# Tiel tantrums



## shadow (Feb 22, 2009)

Do any other Cockatiels have temper tantrums? Midge has had what appears to be a hissy fit over some runner beans!  She was out of the cage tonight, as she is usually, when I served dinner. She insisted on trying to land in the middle of our plates (she did this the other night too and burnt her feet on hot pasta), so to settle her I gave her a few little pieces of runner bean. She kept taking it an spitting it out and then flying onto the table again. OH put her back in the cage, where she then appeared to be sulking. Sitting on her perch with her back to the room, and when we gave her titbits she snatched it from our hands and dropped it on the floor of her cage. Then she hissed and pecked gently at the hand feeding her, very rapidly and in lots of places all at once as if she was having a proper little diva strop!
Do any of you Cockatiels have paddy's like this?


----------



## Renae (Feb 9, 2008)

Lol, yep.. all the time.


----------



## xxxSpikexxx (Jul 30, 2007)

They can be just like two year olds  
When Spike was younger he use to have full blown tantrums. I mean foot stomping, wings out, screaming beak open and ready to bite. Luckily now that he is older he does not have tantrums like that any more. Now he just does his angry talk, rings his bell, hisses, turns his back on you or rapid fire nips you  Aren't tiels great


----------



## Abubakr (Aug 12, 2009)

Mine always seems to get angry/scared when I put him back in the cage. He always wants to be outside with me.. And I only had him for 3 days now. o.o

I really hope he gets used to his cage as I start school soon.


----------



## Raven2322 (Mar 1, 2008)

My Edward just turned 8 months old. At 7 months he went cranky. At 8 months he goes from cranky to down right temper tantrum hostile. I can't say it's all his age tho, my 18 year old Aladdin pulls the same stuff too.


----------



## Cassie (Jan 7, 2009)

Constantly!!! If I have something they want that they're not allowed to have it gets really ugly.  They can turn from perfect little angels into little biting monsters really quickly.


----------



## shadow (Feb 22, 2009)

lol! It's good to know that it is just a tantrum and not a behavioural thing. I've noticed she can get quite stroppy and defiant when I'm trying to stop her doing something, like ripping off all the laptop keyboard buttons. I've never seen stubborness like it!


----------



## Kerry78 (May 25, 2009)

Sandy has tantrums quite alot lately and I haven't a clue why,
but anyway he takes it out on his new Heart and bell toy or he will boss the other 2 birds ive got around the cage!

if I put my hand by him un-noticed he will get in a temper with me aswell then move away lovely aren't they


----------



## JC-mom (Nov 26, 2008)

Wow, this thread is so timely for me! I haven't been here in awhile and thought I'd check in again.... and immediately this topic kind of jumped out at me! 
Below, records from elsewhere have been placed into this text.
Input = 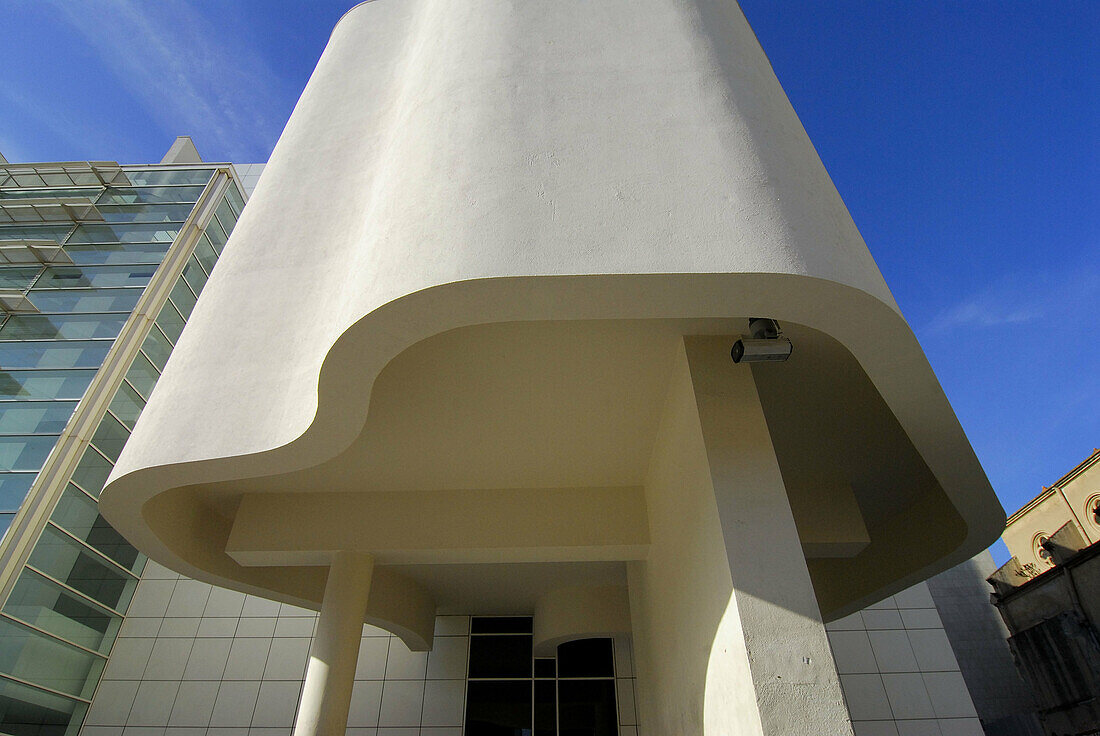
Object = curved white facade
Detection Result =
[101,0,1004,733]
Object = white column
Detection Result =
[685,338,853,736]
[294,552,374,736]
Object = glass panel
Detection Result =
[558,639,615,678]
[108,381,145,429]
[3,570,122,653]
[195,234,218,274]
[127,168,213,187]
[91,414,130,462]
[0,266,42,289]
[464,680,531,736]
[0,680,88,736]
[0,402,76,435]
[0,315,129,340]
[470,636,531,678]
[0,224,73,243]
[141,326,172,374]
[226,183,244,217]
[96,187,204,205]
[127,353,161,398]
[215,197,237,235]
[50,483,138,570]
[0,435,57,470]
[155,301,184,344]
[535,677,558,736]
[0,618,103,696]
[68,224,179,243]
[470,616,532,634]
[0,187,103,199]
[168,278,201,319]
[34,265,156,289]
[65,242,171,264]
[98,205,194,222]
[0,473,39,512]
[0,371,96,398]
[184,255,207,296]
[0,340,113,369]
[73,447,114,498]
[558,680,618,736]
[23,288,142,312]
[205,218,227,255]
[29,526,136,611]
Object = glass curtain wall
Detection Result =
[465,616,618,736]
[0,165,244,736]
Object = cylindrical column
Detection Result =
[294,552,374,736]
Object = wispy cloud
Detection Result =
[51,0,286,161]
[926,259,1100,334]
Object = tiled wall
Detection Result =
[233,164,267,196]
[81,561,637,736]
[826,583,985,736]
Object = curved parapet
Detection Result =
[101,0,1003,648]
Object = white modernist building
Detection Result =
[100,0,1004,736]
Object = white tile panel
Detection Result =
[825,611,867,631]
[615,678,638,726]
[923,672,978,718]
[894,583,936,608]
[939,718,986,736]
[184,639,232,680]
[165,579,211,617]
[198,618,240,638]
[222,639,272,680]
[827,631,879,674]
[898,718,941,736]
[210,681,260,736]
[840,674,893,721]
[103,639,157,680]
[348,680,382,733]
[264,638,310,681]
[882,672,936,719]
[275,614,317,638]
[436,616,470,636]
[233,616,276,639]
[252,680,301,728]
[119,616,164,639]
[427,636,470,680]
[867,630,917,672]
[386,636,428,680]
[908,628,959,672]
[859,609,902,630]
[127,680,179,727]
[241,595,281,616]
[851,721,898,736]
[420,680,466,727]
[168,682,218,728]
[127,580,177,618]
[85,680,139,730]
[156,618,202,639]
[378,682,424,728]
[355,636,389,680]
[142,639,195,680]
[202,587,244,618]
[901,608,944,628]
[614,635,634,678]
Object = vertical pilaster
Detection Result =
[685,337,853,736]
[294,552,374,736]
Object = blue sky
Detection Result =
[0,0,1100,557]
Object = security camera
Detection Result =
[729,338,793,363]
[729,317,793,363]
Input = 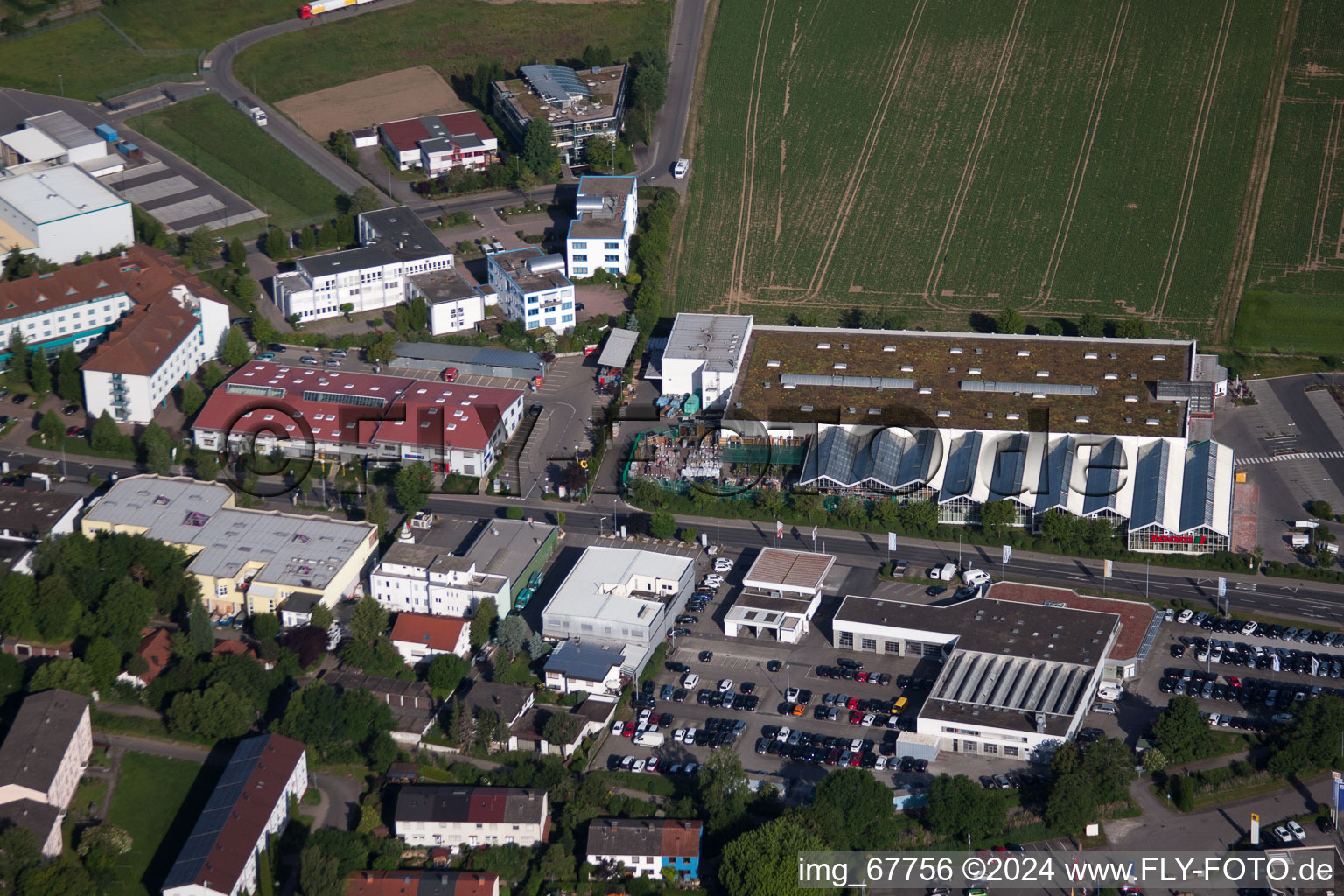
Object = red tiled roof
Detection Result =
[393,612,471,652]
[136,628,172,683]
[82,296,199,376]
[379,111,494,151]
[988,582,1156,660]
[0,246,215,326]
[195,361,522,452]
Just tonight Chuckie had another fit with one of his toys (has been having a few of them lately), and my son & I were wondering why he seems so frustrated at times. Seems to happen out of the blue... tonight, though, I think he was just tired and wanted to go to bed!



Cassie said:


> They can turn from perfect little angels into little biting monsters really quickly.
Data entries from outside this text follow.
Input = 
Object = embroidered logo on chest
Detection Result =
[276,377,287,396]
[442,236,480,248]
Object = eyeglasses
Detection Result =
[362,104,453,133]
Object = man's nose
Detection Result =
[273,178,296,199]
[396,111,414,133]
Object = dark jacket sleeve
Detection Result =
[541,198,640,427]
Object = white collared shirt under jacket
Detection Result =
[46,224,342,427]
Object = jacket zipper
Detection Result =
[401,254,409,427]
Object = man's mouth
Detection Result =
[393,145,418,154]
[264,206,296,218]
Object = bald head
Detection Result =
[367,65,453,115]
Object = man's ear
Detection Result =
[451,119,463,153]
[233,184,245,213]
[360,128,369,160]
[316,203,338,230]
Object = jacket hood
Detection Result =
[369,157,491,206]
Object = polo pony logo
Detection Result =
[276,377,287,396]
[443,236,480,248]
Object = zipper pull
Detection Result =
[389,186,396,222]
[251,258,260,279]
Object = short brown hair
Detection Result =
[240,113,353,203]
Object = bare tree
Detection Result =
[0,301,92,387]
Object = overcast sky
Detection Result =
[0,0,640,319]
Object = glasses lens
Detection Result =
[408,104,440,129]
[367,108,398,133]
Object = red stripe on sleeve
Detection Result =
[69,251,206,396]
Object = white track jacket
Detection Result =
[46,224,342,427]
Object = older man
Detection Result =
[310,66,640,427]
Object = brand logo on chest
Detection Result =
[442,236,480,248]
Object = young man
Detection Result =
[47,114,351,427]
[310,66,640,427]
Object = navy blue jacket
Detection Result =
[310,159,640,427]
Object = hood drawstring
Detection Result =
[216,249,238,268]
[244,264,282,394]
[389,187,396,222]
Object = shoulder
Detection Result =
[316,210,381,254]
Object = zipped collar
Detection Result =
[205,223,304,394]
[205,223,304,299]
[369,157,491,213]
EXACTLY! I'm still trying to figure these 'tiels out, ha... Chuckie can go from being the most loving creature, snuggling up to my chin or cheek, very content and almost going to sleep one second - then nipping at my ear or doing the rapid fire thing on my cheek the next! (Without any provocation at all!)

Of course, we love him anyway! Keeps us kind of on our toes though, and a little puzzled besides, ha.


----------



## Irene (Sep 4, 2009)

What a belly laugh from you all! I found that when the tantrums starts I gently but firmly take them (cover them with my whole hand) and put them under my jersey/top. I let them nestle there between my boobs (OK well you guys can still TRY) and I talk softly to it and stroke its head from outside the material. Soon there's a cooing sound and after Time Out I let it crawl up to my neck in the open and it perches on my shoulder as though nothing happened!


----------



## Mythara (Apr 9, 2009)

Kami has strops, but Lofty doesn't. She'll sit and squawk and make the weirdest noises, and have a go at your hand if you put it too close (it never hurts though, silly bird). Sometimes it's because we won't let her chew the laptop, and sometimes it's apparently for no reason at all. We just ignore her and turn our backs and she gives up pretty quickly.


----------



## clawnz (May 28, 2009)

Little birds with big Attitudes. 
I have been so lucky so far. My girl was a near perfect lady.
Tweety was starting to assert her feeling to me.
Giving me the 'Look' if she was not to happy with the food offerings.
She only ever moaned and nibbled me when we were out late in the car and she was keen on getting home and going to bed.
And it would seem a lot of the tantrums are sex or (lack of it) related.
Horny little critters.


----------



## Cassie (Jan 7, 2009)

Irene said:


> What a belly laugh from you all! I found that when the tantrums starts I gently but firmly take them (cover them with my whole hand) and put them under my jersey/top. I let them nestle there between my boobs (OK well you guys can still TRY) and I talk softly to it and stroke its head from outside the material. Soon there's a cooing sound and after Time Out I let it crawl up to my neck in the open and it perches on my shoulder as though nothing happened!


There is no way I'd have those two anywhere near my boobs when they're in one of those moods I think I'd prefer to go and find 2 feral stray cats to stuff down there. Holly drew blood this morning because he flew into the fridge when I opened the door and didn't want to come out.


----------



## Bea (Jul 26, 2007)

Elsie has massive tantrums all the time, she's a brat.  She'll sit on you and squeal and lunge and nip...usually for no good reason. Luckily she doesn't hurt, so it's all rather comical.


----------